Make sure your project schedule on your main project page is up to date with work completed so far, and well as with a revised plan of work for the coming weeks. As by this time you should have a good understanding of what is required to complete your project, I want to see a very detailed schedule for the coming weeks. I suggest breaking time down into half-week increments. Each increment should have at least one task, and for each task put a person’s name on it.

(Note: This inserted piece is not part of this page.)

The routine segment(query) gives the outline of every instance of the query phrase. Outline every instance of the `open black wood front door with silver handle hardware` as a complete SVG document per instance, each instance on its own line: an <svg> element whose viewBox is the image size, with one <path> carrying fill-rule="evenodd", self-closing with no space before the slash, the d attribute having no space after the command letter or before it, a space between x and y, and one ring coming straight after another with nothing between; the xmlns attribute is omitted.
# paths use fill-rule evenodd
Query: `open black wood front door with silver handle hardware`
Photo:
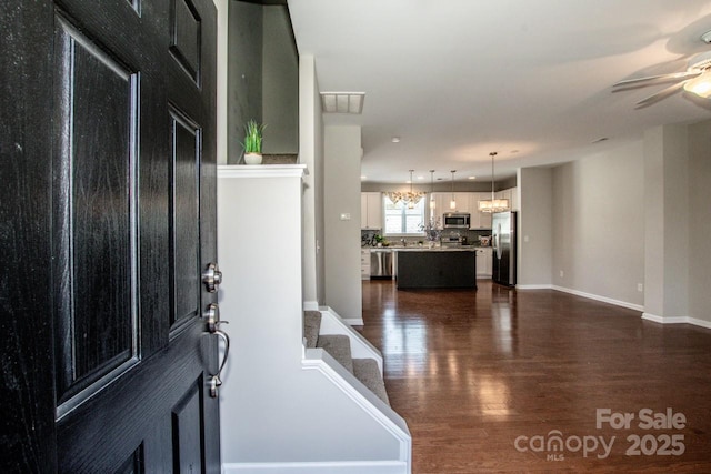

Our milestone progress is primarily focused on implementing the sequential version of the minimum distance between mesh algorithm. We obtained a 3D mesh for a FANUC robot, and created the infrastructure of the project (reading and parsing OBJ file, reading user config file, placing models in a scene, etc). As for the sequential algorithm, we find the minimum distance between two or more meshes by calculating the distance for each pair of faces in the meshes. In this attempt, have the algorithm working on a toy example. However, we are still fixing some corner case bugs that occur when we run the algorithm on the actual object. In another approach, where we are trying to implement the GJK algorithm with minimum distance calculation, we are still halfway through.
In the proposal, we stated that we would implement the sequential version of the minimum distance between mesh algorithm and parallelize it using CUDA. Our goad has not changed, as we did find some opportunities in parallelizing the algorithm. For the naive serial implementation, we can parallelize the computation across the faces in the scece. For the GJK algorithm implementation, the minkowski sum of two meshes can be parallelized by calculating the sum of each vertex in the first mesh with each vertex in the second mesh. The support function in the second approach is also parallelizable for mesh. We also found that it would be interesting to see how the hill climbing optimization (which has to be sequential) would compare with the parallelized version of brute force approach. We do still believe we can produce all the deliverables. However, the “nice to haves” (integrating it with SSA) would be too much for us to do in the remaining time.
We expect to have a demo in which our program outputs the minimum distance bewteen meshes in a complex scene. This will likely be the command-line style demo (run the serial and parallel programs and observe that they take different times). The speedup plot will be presented.
The issues we concern the most is the correctness of the algorithm. Even with the sequential version, we are already struggling with edges cases like division of 0 when the objects are extremely close. We belive this would be harder to debug in CUDA.